IM KINO / DER GESCHMACK VON ROST UND KNOCHEN

26/02/13 Selbstbewusste Trainerin von Killerwalen verliert bei „Arbeitsunfall“ im Fischbecken beide Unterschenkel und gewinnt mit Hilfe eines heruntergekommenen leichtkriminellen Kickboxers mit vernachlässigtem Sohn wieder Lebenslust und Freude.

Von Heidemarie Klabacher

Kaum zu glauben, dass aus diesen Zutaten kein katastrophales Rührstück wird. Regisseur Jacques Audiard erzählt die Geschichte von Stéphanie und Ali beinahe dokumentarisch. Mitleid – mit sich selbst oder anderen - hat Matthias Schoenaerts als Kickboxer Ali nicht im Emotions-Repertoire. Darum begegnet er der versehrten Sportlerin mit genau der selbstverständlichen Coolness, ja Rücksichtslosigkeit, die Marion Cotillard als Stephanie braucht, um aus Verzweiflung und Lethargie auftauchen – um auch ohne Unterschenkel wieder auf die Beine kommen zu können.
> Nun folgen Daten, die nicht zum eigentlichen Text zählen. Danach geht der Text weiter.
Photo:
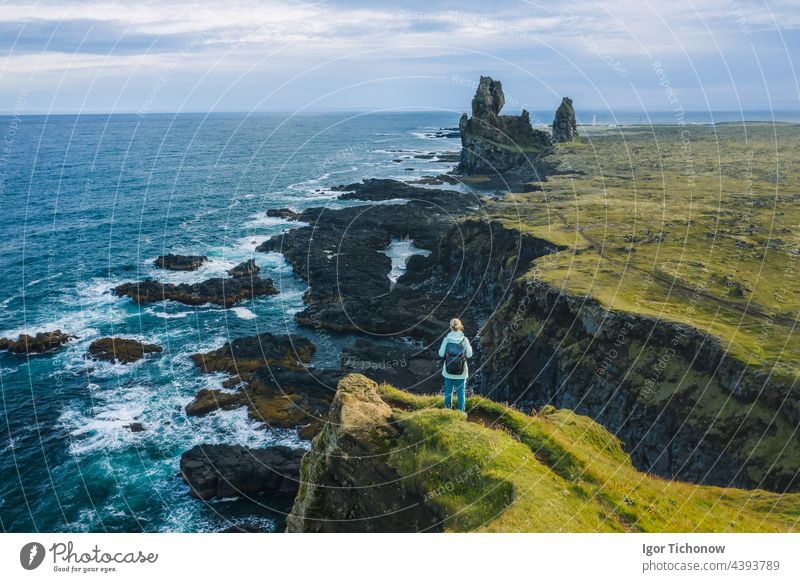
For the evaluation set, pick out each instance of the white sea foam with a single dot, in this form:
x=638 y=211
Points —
x=37 y=281
x=400 y=250
x=243 y=313
x=163 y=314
Geschwätzig sind beide nicht, das tut dem Film ebenfalls gut.

Es beginnt im südfranzösischen Nirgendwo, aus dem plötzlich Alis fünfjähriger Sohn Sam auftaucht. Ali, eine gestrandete Existenz, findet bei seiner Schwester Unterschlupf - und bei einer Sicherheitsfirma einen Job. Ali und Stéphanie lernen sich bei einer Schlägerei in einer Disco. Hier kommt Stéphanie noch mit einem blutigen Kratzer am Finger davon. Erst nach ihrem folgenschweren Unfall erinnert sich die erfolgreiche Sportlerin an den heruntergekommenen Türsteher.
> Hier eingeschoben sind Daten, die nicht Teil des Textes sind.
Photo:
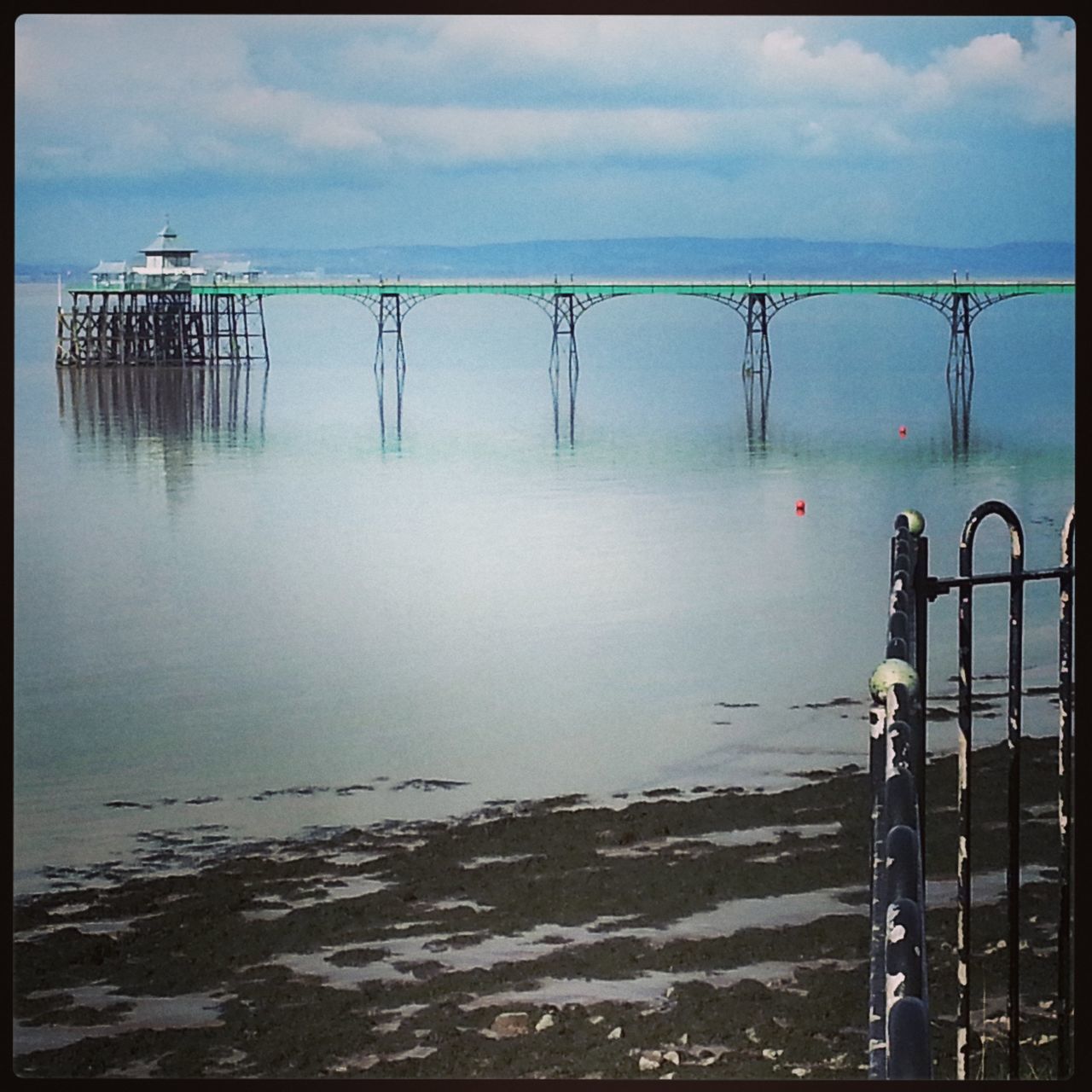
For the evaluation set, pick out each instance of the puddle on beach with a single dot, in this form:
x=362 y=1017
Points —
x=186 y=1010
x=651 y=987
Die Geschichte nach dem Buch von Craig Davidson nimmt manche schräge ironische Wendung. So gibt es etwa die Vereinbarung der beiden, jeweils nach kurzer SMS-Anfrage sexuellen Kontakt zu pflegen. Angefangen hat es damit, dass Stéphanie ausprobieren wollte, ob „es“ nach dem Unfall noch geht. Dass Stéphanie, als sie selbst auf Prothesen wieder gehen kann, Alis Managerin für blutige (und illegale) Hinterhofkämpfe wird, ist auch so ein unerwarteter Querschläger.

„Der Geschmack von Rost und Knochen“ ist zudem vielschichtig, ohne sich wirklich bedeutungsschwanger zu gebärden, ohne den dokumentarischen Charakter im Sentiment einzubüßen: Stéphanie also macht ihren Weg zurück ins Leben. Ali und Stéphanie finden einen gemeinsamen Weg in die Zukunft. Ali findet einen Weg aus seiner zwielichtigen Existenz, mit Nebenjobs wie dem Anbringen illegaler Überwachungskameras, langsam heraus (während Regisseur Jacques Audiard auf diesem Weg einen Schlenkerer massiver Sozial- und Wirtschaftskritik auch noch hinein bringt). Und Ali findet einen Weg zu seinem Sohn.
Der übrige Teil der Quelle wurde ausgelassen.